In response to the threat of African swine fever entry in EU, posed by its spreading in Eastern Europe, the ASFORCE project aims at providing veterinarians, pig farmers, hunters and policy makers with practical answers and prevention tools against the disease.
Under coordination and management activities planned under Theme 1 (Coordination and management), the scientific and technological work plan of ASFORCE is divided in four Themes, each aiming at particular objectives to reinforce the overall goals of the project.
During the first period of the project development (01/10/2012 – 31/03/2014), scientific and technological work has progressed according to the work plan within the different Themes:
Very detailed data was compiled on pig production in dense livestock areas and in areas with backyard farming. Pig trade movements were explored for some EU countries, revealing marked differences in the trade patterns depending on the type of premises and management systems in place. Standardized genotyping of ASFV in Sardinia and Russia revealed a single introduction in both places. Sequencing of an intergenic region indicates the Lithuanian and Polish ASFV is identical to recent isolates but differ from the first isolated in Georgia (2007). The full genome sequences of three ASFV from Russian Federation (RF) are under process.
The existing data on surveillance and control plans for ASF was compiled and reviewed for countries in different scenarios: free, endemic and countries where ASF was detected in wild boar. Data on programs’ costs was compiled for Sardinia and five regions of RF.
Data on ASF transmission and survival data were evaluated in transmission experiments; the importance of wild boar-to-farm transmission was also assessed in the Tver region (RF). This information will be included in a dynamic spread model to evaluate the spread of ASF and the cost-efficacy of different control measures. The results of this model, together with the outputs of other WPs will be used to define guidelines for better preventing and controlling ASF.

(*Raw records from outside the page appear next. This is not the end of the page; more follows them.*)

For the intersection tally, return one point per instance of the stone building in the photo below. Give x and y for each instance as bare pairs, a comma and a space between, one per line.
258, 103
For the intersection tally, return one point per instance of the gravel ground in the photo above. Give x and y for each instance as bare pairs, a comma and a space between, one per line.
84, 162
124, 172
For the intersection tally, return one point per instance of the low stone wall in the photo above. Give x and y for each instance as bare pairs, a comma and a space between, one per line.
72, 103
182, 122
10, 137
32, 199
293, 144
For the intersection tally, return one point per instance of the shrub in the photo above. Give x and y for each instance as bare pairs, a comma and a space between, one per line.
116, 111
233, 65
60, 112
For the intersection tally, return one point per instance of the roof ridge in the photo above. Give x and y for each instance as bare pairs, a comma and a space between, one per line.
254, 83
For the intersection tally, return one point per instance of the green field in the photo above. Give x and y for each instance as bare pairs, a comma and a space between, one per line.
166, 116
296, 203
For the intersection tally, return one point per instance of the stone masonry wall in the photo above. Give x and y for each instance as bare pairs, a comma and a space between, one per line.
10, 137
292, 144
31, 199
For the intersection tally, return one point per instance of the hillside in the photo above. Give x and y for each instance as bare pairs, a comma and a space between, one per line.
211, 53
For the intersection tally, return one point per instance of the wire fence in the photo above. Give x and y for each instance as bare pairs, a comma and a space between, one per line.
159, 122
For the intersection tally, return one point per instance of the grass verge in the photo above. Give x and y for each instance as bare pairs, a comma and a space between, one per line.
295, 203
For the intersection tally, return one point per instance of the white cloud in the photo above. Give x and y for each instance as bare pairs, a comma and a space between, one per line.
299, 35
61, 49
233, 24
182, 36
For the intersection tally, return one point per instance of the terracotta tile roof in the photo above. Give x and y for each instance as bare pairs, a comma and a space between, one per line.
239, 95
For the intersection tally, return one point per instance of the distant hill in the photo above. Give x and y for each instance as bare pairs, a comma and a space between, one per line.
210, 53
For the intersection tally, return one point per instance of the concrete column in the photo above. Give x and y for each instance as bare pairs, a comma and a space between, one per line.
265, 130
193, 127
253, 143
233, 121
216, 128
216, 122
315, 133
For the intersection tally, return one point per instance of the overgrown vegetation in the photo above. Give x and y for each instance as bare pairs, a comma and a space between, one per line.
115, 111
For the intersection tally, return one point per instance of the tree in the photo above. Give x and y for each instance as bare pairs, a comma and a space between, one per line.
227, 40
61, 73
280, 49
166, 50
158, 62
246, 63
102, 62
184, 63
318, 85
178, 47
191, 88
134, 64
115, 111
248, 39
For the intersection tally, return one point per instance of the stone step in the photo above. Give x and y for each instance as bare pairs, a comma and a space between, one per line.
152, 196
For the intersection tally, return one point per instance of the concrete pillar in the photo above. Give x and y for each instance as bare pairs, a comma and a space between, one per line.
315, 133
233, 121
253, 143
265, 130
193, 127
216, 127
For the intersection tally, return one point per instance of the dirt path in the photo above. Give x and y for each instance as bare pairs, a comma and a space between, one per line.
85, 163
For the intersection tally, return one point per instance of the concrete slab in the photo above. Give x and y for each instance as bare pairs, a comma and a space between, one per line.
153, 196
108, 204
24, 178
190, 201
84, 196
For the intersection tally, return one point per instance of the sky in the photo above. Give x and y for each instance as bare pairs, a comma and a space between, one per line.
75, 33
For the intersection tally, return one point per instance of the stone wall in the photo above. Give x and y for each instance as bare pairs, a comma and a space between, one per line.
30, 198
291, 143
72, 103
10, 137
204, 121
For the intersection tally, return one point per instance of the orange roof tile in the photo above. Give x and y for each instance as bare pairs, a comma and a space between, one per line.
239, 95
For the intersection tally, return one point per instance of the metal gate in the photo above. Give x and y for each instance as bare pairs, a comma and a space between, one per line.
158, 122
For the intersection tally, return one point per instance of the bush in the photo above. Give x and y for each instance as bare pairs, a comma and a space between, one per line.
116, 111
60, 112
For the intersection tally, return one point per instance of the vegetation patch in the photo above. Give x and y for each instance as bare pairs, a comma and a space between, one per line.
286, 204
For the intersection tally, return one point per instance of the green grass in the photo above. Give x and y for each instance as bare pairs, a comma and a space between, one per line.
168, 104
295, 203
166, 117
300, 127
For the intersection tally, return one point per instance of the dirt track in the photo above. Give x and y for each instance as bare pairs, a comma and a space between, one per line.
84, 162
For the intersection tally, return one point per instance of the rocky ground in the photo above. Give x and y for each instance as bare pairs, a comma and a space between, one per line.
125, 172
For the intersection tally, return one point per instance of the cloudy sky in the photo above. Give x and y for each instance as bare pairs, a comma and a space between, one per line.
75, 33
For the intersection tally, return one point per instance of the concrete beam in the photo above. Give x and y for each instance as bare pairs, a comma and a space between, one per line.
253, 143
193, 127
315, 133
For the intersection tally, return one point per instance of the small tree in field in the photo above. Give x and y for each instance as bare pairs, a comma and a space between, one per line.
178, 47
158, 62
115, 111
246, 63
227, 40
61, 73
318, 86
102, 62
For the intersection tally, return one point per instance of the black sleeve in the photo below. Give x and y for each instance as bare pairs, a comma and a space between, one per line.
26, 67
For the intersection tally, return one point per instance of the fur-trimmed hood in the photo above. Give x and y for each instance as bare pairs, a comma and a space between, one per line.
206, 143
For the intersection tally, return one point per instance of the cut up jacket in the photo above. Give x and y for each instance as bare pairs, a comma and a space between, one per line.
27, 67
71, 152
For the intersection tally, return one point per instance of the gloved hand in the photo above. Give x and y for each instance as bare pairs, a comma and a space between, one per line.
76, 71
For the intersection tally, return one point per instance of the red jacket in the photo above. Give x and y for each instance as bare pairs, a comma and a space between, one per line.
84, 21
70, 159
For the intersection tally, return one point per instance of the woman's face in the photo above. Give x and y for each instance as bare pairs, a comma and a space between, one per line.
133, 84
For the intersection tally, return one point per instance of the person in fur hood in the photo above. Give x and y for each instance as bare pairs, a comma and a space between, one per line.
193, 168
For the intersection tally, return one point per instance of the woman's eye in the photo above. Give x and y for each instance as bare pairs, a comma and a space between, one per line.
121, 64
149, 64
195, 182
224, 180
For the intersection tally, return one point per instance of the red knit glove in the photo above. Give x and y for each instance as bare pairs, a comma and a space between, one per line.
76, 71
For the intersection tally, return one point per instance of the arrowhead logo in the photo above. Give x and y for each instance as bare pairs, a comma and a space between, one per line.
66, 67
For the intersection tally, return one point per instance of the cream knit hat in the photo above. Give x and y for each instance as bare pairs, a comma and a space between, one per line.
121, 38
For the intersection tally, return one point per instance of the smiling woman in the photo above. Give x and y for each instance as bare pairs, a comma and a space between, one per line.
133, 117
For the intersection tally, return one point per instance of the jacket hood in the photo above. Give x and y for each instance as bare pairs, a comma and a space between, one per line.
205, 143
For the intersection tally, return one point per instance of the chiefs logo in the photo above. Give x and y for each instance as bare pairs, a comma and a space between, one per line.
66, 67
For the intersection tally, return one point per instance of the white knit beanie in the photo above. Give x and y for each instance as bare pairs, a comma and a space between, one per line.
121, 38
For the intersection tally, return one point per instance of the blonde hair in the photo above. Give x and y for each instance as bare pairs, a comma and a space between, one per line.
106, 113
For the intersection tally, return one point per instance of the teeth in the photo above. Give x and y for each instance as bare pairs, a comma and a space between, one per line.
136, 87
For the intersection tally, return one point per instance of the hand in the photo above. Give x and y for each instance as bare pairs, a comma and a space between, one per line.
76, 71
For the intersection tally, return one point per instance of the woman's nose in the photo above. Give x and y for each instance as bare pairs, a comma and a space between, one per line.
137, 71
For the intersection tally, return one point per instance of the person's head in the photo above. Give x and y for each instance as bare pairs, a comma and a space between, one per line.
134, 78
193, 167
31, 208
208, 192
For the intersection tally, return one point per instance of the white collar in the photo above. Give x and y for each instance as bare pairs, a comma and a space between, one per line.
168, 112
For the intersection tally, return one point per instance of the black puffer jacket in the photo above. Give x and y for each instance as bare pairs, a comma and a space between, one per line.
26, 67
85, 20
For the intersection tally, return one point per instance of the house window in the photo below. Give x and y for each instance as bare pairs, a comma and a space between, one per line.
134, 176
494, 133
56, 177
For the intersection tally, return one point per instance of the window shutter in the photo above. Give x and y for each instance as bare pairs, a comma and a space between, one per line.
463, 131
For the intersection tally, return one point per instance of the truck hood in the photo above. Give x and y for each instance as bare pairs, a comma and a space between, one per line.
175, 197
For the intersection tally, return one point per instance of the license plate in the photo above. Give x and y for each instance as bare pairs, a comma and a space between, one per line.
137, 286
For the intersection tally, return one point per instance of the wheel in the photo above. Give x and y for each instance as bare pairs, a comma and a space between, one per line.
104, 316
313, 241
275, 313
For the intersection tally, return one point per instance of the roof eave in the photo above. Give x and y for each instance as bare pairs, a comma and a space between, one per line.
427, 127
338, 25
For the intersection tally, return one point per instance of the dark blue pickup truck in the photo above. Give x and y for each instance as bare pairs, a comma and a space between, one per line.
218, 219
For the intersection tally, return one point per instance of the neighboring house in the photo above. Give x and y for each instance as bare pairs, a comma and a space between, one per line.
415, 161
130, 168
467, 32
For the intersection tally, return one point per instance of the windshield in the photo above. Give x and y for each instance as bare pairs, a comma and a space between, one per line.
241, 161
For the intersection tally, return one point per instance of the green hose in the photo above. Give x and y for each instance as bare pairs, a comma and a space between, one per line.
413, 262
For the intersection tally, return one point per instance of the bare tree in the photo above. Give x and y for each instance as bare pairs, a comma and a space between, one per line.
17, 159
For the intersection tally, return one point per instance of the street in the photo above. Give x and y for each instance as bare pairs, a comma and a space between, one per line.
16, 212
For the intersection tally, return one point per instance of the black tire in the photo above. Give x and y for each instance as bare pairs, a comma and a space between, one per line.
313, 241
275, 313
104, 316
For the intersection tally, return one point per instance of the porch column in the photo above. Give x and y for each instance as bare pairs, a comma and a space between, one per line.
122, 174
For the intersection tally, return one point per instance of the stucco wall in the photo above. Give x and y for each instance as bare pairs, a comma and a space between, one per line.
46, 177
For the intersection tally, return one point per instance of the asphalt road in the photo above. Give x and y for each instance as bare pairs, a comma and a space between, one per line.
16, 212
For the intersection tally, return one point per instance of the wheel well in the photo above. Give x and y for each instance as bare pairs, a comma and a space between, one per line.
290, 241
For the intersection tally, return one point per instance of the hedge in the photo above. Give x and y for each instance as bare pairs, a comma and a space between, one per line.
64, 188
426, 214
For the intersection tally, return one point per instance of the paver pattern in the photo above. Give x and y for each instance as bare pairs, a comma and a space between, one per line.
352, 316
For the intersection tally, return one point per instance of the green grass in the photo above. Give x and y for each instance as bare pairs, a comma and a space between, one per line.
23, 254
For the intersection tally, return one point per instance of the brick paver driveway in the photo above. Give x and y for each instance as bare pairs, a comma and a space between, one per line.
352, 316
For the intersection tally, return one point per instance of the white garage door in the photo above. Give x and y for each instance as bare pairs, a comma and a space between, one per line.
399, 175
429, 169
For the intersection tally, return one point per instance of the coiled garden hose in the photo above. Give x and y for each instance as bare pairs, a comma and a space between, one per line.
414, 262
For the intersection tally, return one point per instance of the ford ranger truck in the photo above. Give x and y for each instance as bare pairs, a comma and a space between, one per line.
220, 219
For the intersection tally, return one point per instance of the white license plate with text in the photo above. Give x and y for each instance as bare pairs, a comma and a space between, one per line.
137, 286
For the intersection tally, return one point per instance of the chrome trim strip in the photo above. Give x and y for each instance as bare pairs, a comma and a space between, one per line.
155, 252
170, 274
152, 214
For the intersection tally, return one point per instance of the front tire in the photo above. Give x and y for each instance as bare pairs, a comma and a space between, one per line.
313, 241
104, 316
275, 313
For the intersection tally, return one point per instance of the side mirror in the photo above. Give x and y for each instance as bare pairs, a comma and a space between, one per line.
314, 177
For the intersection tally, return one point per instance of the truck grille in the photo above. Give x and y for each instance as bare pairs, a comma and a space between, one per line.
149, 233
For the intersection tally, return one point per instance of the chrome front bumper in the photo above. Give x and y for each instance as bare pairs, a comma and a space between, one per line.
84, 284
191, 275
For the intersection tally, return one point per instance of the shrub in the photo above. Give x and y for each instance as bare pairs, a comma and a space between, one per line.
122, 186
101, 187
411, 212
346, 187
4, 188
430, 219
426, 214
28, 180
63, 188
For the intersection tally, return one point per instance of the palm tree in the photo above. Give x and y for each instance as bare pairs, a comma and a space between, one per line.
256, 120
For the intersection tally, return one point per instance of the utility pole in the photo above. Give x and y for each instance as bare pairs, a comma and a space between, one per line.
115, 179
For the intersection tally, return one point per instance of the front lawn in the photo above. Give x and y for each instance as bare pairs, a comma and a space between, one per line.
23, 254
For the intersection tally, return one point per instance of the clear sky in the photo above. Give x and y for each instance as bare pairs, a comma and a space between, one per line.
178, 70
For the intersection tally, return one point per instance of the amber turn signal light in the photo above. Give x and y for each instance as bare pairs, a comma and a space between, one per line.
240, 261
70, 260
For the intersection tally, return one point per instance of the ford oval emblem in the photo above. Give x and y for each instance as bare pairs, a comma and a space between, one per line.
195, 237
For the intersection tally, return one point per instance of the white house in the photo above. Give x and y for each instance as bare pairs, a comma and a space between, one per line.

Efforts on tick sampling have been developed: a practical training course, a field collection in Krasnodar & Sardinia (negative results) and a predictive tick map. Now, the tick sample protocol is ready. The tick-pig/wild boar interactions were assayed in 3000 serum samples showing strong positive results in Russian Federation. The vector competence and influence of salivary glands in ASFV studies were done in O. moubata and porcinus. Due to the problems encountered to find O.asperus, O.erraticus will be employed. Regarding wild boar and domestic pig interactions, pilot questionnaires have been developed and tested in 6 countries; GPS studies are being conducted in four locations; biomarkers showed promising results (E. coli) but applicability needs further assessment.
Mapping activities comprises a pig holding map in Eurasia and different WB models based on: habitat suitability and hunting/observational data (three countries); environmental variables & presence records (MaxEnt) (specific regions); hunting data (whole Europe). To improve them, a potential abundance map is being developed. The reproduction rate of ASF in WB has been estimated as 133.1 Km.
Further characterization of European wild boar infection by the Caucasian ASFV isolate and by a recent Sardinian isolate under lab conditions, confirmed the high virulence of both virus.
Candidate vaccines and improved diagnostic tests are being developed. Genes involved in suppressing innate immune responses, including type I interferon, have been selected for deletion from already attenuated or from virulent ASFV strains. Deletion of 9 genes from a virulent isolate from West Africa resulted in attenuation and induction of a protective response against lethal challenge. Transmission of an attenuated strain 9 weeks after inoculation was demonstrated.
Production of defective infectious single cycle (DISC) virus is an alternative vaccine approach. This requires a helper cell line expressing an essential gene to produce infectious progeny. Six putative essential genes have been evaluated for this role and construction of helper cell liness in progress.
T cell epitopes have been predicted in silico. 188 protein sequences were screened for the presence of 9mer peptides predicted to bind to 45 different SLA-I haplotypes. A prioritised list of ASFV proteins to be tested in pigs for their capacity to induce a protective response was generated. Cloning of 8 of these genes in vaccine vectors including BacMAM, parapox and parvovirus like particles is in progress.
New diagnostic tools developed include an ELISA to detect antibodies against ASFV at significantly earlier times post-infection than current ELISA tests. A lateral flow device for penside detection of ASFV antigen has been developed and tested.
A survey was developed to investigate the attitude of pig farmers and hunters towards reporting suspected cases of ASF. A leaflet was created addressing the key ASF topics. It was translated into eight languages, available at the project website and further disseminated by different means.
Three workshops on disease preparedness were organised (Madrid, Spain; Pokrov, Russian Federation and Sofia, Bulgaria). In total, more than 100 veterinarians were trained.
An interactive online training course on ASF, available online through this website contains relevant information on topics included in three modules.
The reported results indicated an adequate progress of the project in agreement with the work plan.